Kadınların aldatma eğiliminde fiziksel nedenler var mıdır?

'Kadın da fiziksel yapısı itibariyle poligamdır (çok eşli). Erkeğin kadını baskı altına alışı, bekaret kemerleri tarihteki kadının cinselliğe yatkınlığından kaynaklanır. Kadın aldatmaya daha yatkındır çünkü erkek cinsel ilişkiye girdiği zaman yaşı ya da durumu itibariyle bir süre beklemek durumundadır. Ama kadın istediği kadar ilişkiye girebilir ve bunu belli etmeyebilir. Bu bakımdan kadın ilişkiye daha yatkındır. Erkek de bunu bildiği için kadına baskı yapmıştır. Bir de daha çok erkek aldatır diye düşünülür. Fakat günümüzde yapılan araştırmalar erkek ve kadının hemen hemen aynı oranda aldattığını gösteriyor.'

Bu görüş bana yuh! dedirtti açıkcası. Neden mi? 21. Yüzyıla girdik ve hızla dünya dönmeye devam ediyor. Değişmeyen tek bir şey varsa oda kadının henüz cinsel tabularının yıkılmamış olmasıdır. Hele ki ataerkil toplumlarda.
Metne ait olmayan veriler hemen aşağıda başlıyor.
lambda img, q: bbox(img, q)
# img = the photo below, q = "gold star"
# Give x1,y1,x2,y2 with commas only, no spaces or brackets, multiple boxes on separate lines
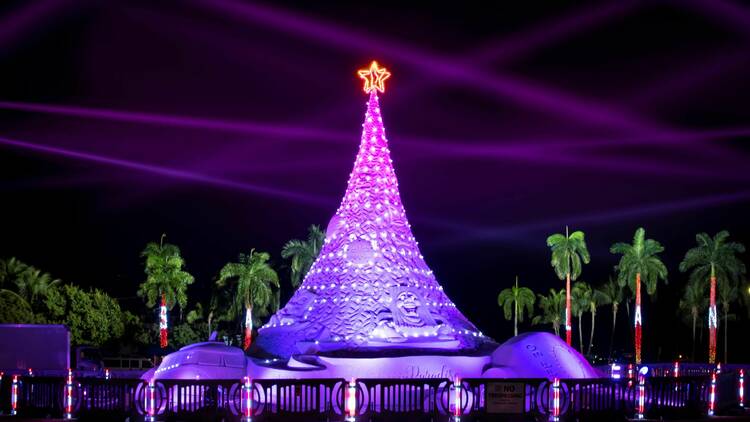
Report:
358,61,391,94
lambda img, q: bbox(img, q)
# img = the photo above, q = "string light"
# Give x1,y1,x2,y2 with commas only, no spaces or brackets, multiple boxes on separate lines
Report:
550,378,561,421
610,364,622,380
65,368,74,419
709,276,718,364
146,378,156,422
242,376,253,422
260,61,483,349
708,370,717,416
634,274,643,365
636,374,645,419
739,369,744,408
11,375,18,416
159,294,168,349
453,377,462,422
244,308,253,351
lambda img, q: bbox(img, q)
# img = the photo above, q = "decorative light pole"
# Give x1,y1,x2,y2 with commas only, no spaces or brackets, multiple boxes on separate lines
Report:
345,378,357,422
452,377,462,422
244,308,252,351
634,273,643,364
11,375,19,416
708,370,717,416
550,378,561,422
708,271,718,364
146,378,156,422
64,368,74,420
241,376,253,422
636,374,645,420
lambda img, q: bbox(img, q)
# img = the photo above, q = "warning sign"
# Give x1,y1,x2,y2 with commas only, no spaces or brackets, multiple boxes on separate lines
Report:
486,382,524,414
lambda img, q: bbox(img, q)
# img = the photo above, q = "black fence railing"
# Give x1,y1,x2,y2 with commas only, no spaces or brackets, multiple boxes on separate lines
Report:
0,371,745,421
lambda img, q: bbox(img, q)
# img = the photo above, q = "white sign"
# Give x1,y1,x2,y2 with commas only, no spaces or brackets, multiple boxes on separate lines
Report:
486,382,524,414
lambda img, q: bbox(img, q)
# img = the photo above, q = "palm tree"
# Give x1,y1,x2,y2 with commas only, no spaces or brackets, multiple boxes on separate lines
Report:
137,234,195,348
610,227,668,364
532,288,565,337
217,250,279,350
679,231,746,363
718,280,738,363
0,257,29,287
679,281,707,361
586,288,607,356
281,225,325,288
546,227,590,347
0,258,60,314
16,268,61,312
597,277,625,358
497,276,535,337
571,282,592,353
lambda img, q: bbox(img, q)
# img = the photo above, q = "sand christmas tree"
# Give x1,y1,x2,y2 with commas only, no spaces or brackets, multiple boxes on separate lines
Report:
258,62,488,357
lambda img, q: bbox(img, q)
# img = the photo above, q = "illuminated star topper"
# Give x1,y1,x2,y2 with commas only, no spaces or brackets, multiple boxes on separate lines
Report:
358,60,391,94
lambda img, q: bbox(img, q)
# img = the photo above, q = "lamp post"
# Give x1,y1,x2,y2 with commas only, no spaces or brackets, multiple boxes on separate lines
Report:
345,378,357,422
11,375,19,416
550,378,561,422
241,376,252,422
64,368,74,419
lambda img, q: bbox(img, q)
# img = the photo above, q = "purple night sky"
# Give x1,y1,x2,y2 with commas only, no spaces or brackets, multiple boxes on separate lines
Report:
1,1,749,360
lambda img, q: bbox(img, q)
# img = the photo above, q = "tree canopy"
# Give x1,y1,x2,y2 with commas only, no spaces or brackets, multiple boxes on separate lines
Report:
610,227,668,296
546,228,590,281
137,234,195,310
281,224,325,288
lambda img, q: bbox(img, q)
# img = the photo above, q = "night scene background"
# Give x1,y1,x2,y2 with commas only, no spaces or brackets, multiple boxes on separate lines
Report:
1,0,749,361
Geleneksel aile yapısı içinde yetişmiş olmamız elit tabaka diye adlandırılan ailelerde bile namus kavramı baş köşeye yerleştirir. Erkek görünmez bir zırhla bu konuda güvence altına alınmıştır. Kadın ne şartla olursa olsun savunmasız ve korumasızdır bu konuda. Gelelim beni en çok etkileyen araştırma ve/veya

Görüş beyanına;

Erkek ve kadın aldatması arasındaki fark nedir?

Erkek aldattığı zaman gizlemeyi bilmiyor ve daha rahat açıklıyor. Kadın ise aldattığı zaman susuyor. Erkeğin aldatması toplumda kabul görülür ama kadının aldatması kabul edilmez. Bizim toplumumuzda kadınlar aldatıldığında bunu örtbas eğiliminde oluyorlar. Kadın unutmuyor, tolere ediyor erkek ise aldatılmayı tolere edemiyor.
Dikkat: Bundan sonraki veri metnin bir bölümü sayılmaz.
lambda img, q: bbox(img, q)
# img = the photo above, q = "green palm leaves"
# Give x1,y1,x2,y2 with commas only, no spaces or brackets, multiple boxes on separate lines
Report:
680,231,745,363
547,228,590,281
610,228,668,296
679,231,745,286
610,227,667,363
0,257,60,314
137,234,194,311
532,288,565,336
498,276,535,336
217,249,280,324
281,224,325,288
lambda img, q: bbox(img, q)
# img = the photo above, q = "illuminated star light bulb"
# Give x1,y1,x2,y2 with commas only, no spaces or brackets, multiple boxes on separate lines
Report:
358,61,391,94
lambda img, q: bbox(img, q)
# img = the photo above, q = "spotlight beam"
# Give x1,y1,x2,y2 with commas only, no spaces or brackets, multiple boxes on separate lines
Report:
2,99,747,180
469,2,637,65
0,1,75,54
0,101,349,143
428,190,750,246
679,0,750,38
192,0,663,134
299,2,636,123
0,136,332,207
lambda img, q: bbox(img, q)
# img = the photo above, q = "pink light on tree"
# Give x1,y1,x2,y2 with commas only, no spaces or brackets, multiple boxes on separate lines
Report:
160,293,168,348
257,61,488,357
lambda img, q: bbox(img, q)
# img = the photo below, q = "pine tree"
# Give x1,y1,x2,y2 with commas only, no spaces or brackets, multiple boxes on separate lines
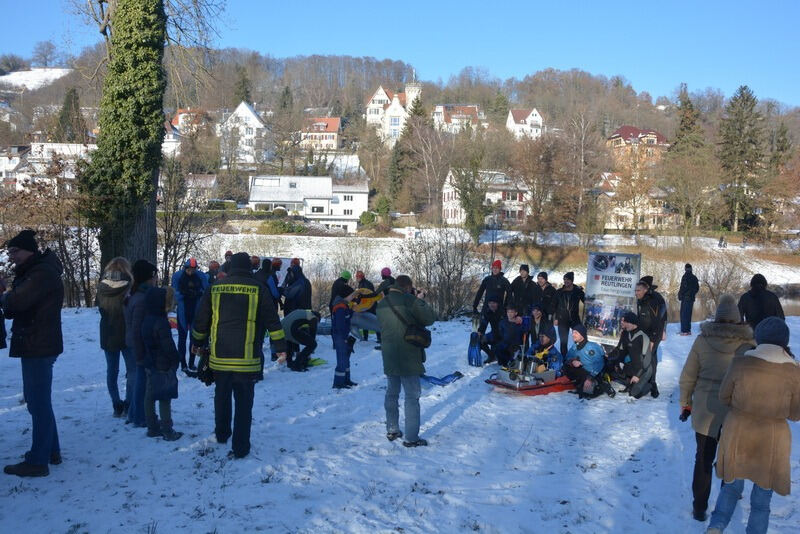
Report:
769,121,792,172
279,86,294,111
387,142,404,200
233,66,252,104
54,88,87,143
489,90,510,124
717,85,765,232
78,0,167,265
670,84,704,153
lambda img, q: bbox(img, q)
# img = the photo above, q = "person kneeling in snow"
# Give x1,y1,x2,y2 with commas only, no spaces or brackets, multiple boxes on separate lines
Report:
281,309,320,372
564,324,614,399
331,293,358,389
527,324,563,375
608,312,653,398
481,304,524,367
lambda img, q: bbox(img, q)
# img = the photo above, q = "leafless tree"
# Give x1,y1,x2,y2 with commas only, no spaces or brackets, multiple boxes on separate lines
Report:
405,116,453,222
31,41,59,67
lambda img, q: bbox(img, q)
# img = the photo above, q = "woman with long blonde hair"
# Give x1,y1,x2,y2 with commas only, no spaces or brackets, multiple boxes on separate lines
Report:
96,257,134,417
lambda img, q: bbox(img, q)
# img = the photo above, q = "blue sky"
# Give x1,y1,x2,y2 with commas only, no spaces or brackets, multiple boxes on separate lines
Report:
2,0,799,106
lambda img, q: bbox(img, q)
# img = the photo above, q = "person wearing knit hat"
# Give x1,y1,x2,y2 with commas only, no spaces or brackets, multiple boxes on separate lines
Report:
510,263,536,316
171,255,209,372
1,229,64,477
679,294,755,521
679,263,700,335
737,273,784,331
608,311,653,399
220,250,234,274
472,259,511,329
707,315,800,532
290,257,301,267
635,276,667,398
553,271,585,357
564,324,610,398
329,270,354,311
124,260,158,429
132,260,158,285
535,271,555,320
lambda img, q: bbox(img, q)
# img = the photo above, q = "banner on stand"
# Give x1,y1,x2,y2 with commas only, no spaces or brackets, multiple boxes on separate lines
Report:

Genelde şöyle bir inanış var erkek ilişkisi güzel gittiğinde kadın ise kötü gittiğinde aldatır bu doğru bir düşünce midir?

Hayır, böyle bir görüş çok doğru değil çünkü erkek de kadın da iyi gittiğinde ya da kötü gittiğinde aldatabilir. Bazı ruhsal rahatsızlıklar var cinsel dürtülerin artması gibi. Kadın da olduğunda gidip başkasıyla eşini aldatabilir. Bu durumda kadın aldattı mı diyeceğiz. Burada işin başka bir boyutu var. Bunu aldatma olarak yorumlamamak gerekir. Evliliğin iyi ya da kötü gitmesi de tartışılır. Evliliği para için gerçekleştirmiştir adamın parası bitmiştir onun üzerine aldatmıştır. Bu bir neden olmamalı. İyi evlilik ya da kötü evlilik tartışılır.

Ee aldatma olduuu! Sonra?

Aldatma olayından sonra ilişki bitmeli mi?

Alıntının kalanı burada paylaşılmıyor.